Sometimes the simplest questions can invoke the most thought. Recently, I asked an impressive group of industry experts (aka Zenoss developers) a seemingly simple question – what is an event?
It might not surprise you that I got quite a few different answers. Really, how hard can it be (asks this marketing guy)? These geeks have spent years buried in code that translates and interprets events. Seriously, they have built a system that is capable of managing over 100 million events a day! Yes, that’s correct, 100 million events (I say, with my pinky extended into the corner of my mouth, reminiscent of Dr. Evil).
After some discussion, the overall consensus became pretty clear – an event is a change in status. Ok, so that would satisfy Wiki or Webster, but what about our users? When we say that we help them manage events, what do we mean? Well, this took a bit more noodling.
“A change in status”
Yes, in order to help our users manage their infrastructure, we have to collect a lot of changes in status.In fact, we have to collect just about every change in status for just about everything in their environment (Como se dice, Unified Monitoring). And that’s where the 100 million plus events come in. Ok, collecting millions of events is cool, but is that really helping anyone? Are they using Zenoss, because they can collect about a billion events a week? No, they use us because plain and simple, we can sort out events that matter to them.

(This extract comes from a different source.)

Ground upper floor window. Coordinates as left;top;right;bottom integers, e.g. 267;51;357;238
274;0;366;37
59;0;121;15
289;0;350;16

We parse through literally everything that’s going on in their respective infrastructure, and identify the few events that are important to them. This is where a lot the work that our developers do is focused. We do a great job eliminating event storms, and doing nifty stuffs like root cause analysis; our users don’t have to worry about millions of events. In fact (and few actually believe this, until they see it), we can identify and prioritize the one event that is the likely cause of a major outage. That’s pretty cool. So, Zenoss helps users by identifying “ significant changes in status." Needless to say, we've spent a lot of time defining what significant is.
“A significant change in status”
Still, that doesn’t seem to tell the whole story. Because we talk lot about Service Assurance and Service-Orientation, that still has to be part of the definition. Actually, speaking with our developers, this service stuff is what's keeping many of them up at night. Identifying a significant event for an element isn’t rocket science. Anyone can set a notification threshold to critical if a server’s CPU utilization reaches 90%. But what is 90% utilization, for a service? Admittedly, that might not be so hard if all of the elements in said service (eg. Blades, storage, network gear, etc.) were 100% dedicated. However, it gets foggier when some are shared; it gets really hairy when those elements move around a lot (thanks vMotion). Since our developers spend so much time on it – and since our customers seem to value it so much - the addition of service is needed for this definition.
“A significant change in status of a service”
But wait, while IT services are king, nuts & bolts elemental monitoring still hasn’t gone away. At the end of the day, when a service has a problem, users will inevitably have to drill down to its component elements. I guess we have to throw that aspect in too. This seemingly basic question was a lot more complicated, than I had imagined.
Ok, so here’s the result…. Drumroll, please… an event is….
"A significant change in status of an element or service"
Now, this doesn’t include Zenoss events that incorporate BBQ and speedboats; that's a whole different type of event.
What are your thoughts on this? How do you define an event in your environment?